Eric P. Xing
It Is Time for Deep Learning to Understand Its Expense Bills [virtual]
Summary
In the past several years, deep learning has dominated both academic and industrial R&D over a wide range of applications, with two remarkable trends: 1) developing and training ever larger “all-purpose” monster models over all data possibly available, with a astounding 10,000x parameter number increase in recent 3 years; 2) developing and assembling end-to-end “white-boxes” deployments with ever larger number of component sub-models that need to be highly customized and interoperative. Progresses made to the leaderboards or featured in news headlines are highlighting metrics such as saliency of content production, accuracy on labeling, or speed of convergence, but a number of key challenges impacting the cost effectiveness of such results, and eventually the sustainability of current R&D efforts in DL, are not receiving enough attention: 1) For large models, how many lines of code outside of the DL model are need to parallelize the computing over a computer cluster? (2) Which/How many hardware resources to use to train and deploy the model? (3) How to tune the model, the code, and the system to achieve optimum performance? (4) Can we automate composition, parallelization, tuning, and resource sharing between many users and jobs?

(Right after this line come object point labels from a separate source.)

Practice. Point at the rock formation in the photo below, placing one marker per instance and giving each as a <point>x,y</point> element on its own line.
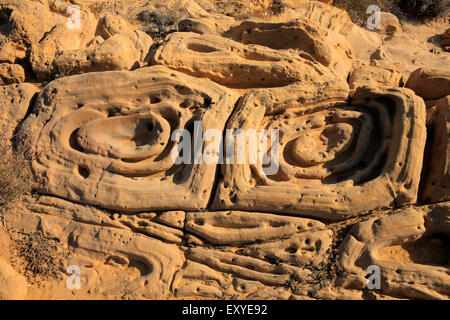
<point>309,150</point>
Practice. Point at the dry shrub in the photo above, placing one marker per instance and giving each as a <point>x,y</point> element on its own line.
<point>16,177</point>
<point>424,10</point>
<point>162,21</point>
<point>41,258</point>
<point>418,10</point>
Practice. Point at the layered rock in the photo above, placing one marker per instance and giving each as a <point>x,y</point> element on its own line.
<point>96,144</point>
<point>335,160</point>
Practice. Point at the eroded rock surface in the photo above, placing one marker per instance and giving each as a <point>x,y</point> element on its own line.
<point>357,178</point>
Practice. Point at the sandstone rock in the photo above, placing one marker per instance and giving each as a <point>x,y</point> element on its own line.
<point>237,228</point>
<point>335,19</point>
<point>87,137</point>
<point>123,49</point>
<point>399,245</point>
<point>233,64</point>
<point>13,286</point>
<point>159,260</point>
<point>111,25</point>
<point>430,83</point>
<point>446,34</point>
<point>207,24</point>
<point>437,187</point>
<point>389,23</point>
<point>15,101</point>
<point>60,38</point>
<point>26,23</point>
<point>364,74</point>
<point>327,166</point>
<point>11,73</point>
<point>116,53</point>
<point>302,37</point>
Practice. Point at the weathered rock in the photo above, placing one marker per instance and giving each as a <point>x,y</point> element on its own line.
<point>430,84</point>
<point>445,41</point>
<point>301,37</point>
<point>116,53</point>
<point>94,144</point>
<point>437,187</point>
<point>61,38</point>
<point>13,285</point>
<point>326,165</point>
<point>401,246</point>
<point>364,74</point>
<point>15,101</point>
<point>159,260</point>
<point>236,65</point>
<point>11,73</point>
<point>389,23</point>
<point>237,228</point>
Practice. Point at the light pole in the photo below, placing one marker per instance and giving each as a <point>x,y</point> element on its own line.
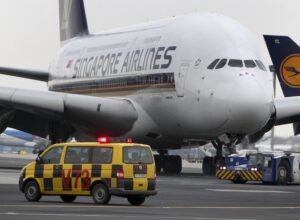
<point>272,70</point>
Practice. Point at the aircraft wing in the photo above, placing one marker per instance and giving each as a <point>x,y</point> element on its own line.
<point>31,111</point>
<point>24,73</point>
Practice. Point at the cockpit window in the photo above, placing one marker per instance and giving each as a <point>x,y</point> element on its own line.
<point>213,64</point>
<point>221,64</point>
<point>260,65</point>
<point>235,63</point>
<point>249,63</point>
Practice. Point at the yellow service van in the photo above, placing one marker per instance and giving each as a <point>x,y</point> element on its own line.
<point>99,170</point>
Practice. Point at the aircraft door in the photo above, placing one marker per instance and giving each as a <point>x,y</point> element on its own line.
<point>180,79</point>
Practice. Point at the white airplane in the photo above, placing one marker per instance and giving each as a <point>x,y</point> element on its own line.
<point>175,82</point>
<point>15,138</point>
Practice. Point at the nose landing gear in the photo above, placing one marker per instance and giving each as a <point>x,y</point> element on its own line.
<point>211,164</point>
<point>169,164</point>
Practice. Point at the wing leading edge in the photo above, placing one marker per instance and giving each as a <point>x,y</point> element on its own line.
<point>89,114</point>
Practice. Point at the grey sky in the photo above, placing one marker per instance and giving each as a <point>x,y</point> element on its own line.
<point>30,37</point>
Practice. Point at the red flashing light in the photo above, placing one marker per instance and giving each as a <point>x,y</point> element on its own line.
<point>103,140</point>
<point>129,140</point>
<point>120,174</point>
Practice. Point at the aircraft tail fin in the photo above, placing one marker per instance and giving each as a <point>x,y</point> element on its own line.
<point>72,19</point>
<point>285,55</point>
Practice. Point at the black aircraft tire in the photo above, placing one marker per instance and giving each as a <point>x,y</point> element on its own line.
<point>172,164</point>
<point>208,166</point>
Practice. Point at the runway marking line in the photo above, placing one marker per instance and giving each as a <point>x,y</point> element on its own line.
<point>249,191</point>
<point>115,216</point>
<point>151,207</point>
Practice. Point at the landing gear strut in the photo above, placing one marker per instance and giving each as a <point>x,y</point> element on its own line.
<point>170,164</point>
<point>211,164</point>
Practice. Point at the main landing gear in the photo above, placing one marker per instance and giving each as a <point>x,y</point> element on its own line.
<point>211,164</point>
<point>169,164</point>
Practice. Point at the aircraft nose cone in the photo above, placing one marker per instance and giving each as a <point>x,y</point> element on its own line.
<point>250,108</point>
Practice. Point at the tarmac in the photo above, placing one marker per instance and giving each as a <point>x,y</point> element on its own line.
<point>189,196</point>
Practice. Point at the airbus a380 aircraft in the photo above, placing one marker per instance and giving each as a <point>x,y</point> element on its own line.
<point>170,83</point>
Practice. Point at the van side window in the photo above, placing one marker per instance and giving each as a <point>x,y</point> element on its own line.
<point>52,156</point>
<point>78,155</point>
<point>101,155</point>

In this talk, I will discuss these issues as a core focus in SysML research, and I will present some preliminary results on how to build standardizable, adaptive, and automatable system support for DL based on first principles (when available) underlying DL design and implementation.
Short bio
Eric P. Xing is the President of the Mohamed bin Zayed University of Artificial Intelligence, a Professor of Computer Science at Carnegie Mellon University, and the Founder and Chairman of Petuum Inc., a 2018 World Economic Forum Technology Pioneer company that builds standardized artificial intelligence development platform and operating system for broad and general industrial AI applications. He completed his PhD in Computer Science at UC Berkeley. His main research interests are the development of machine learning and statistical methodology; and composable, automatic, and scalable computational systems, for solving problems involving automated learning, reasoning, and decision-making in artificial, biological, and social systems. Prof Xing is a board member of the International Machine Learning Society; he has served as the Program Chair (2014) and General Chair (2019) of the International Conference of Machine Learning (ICML).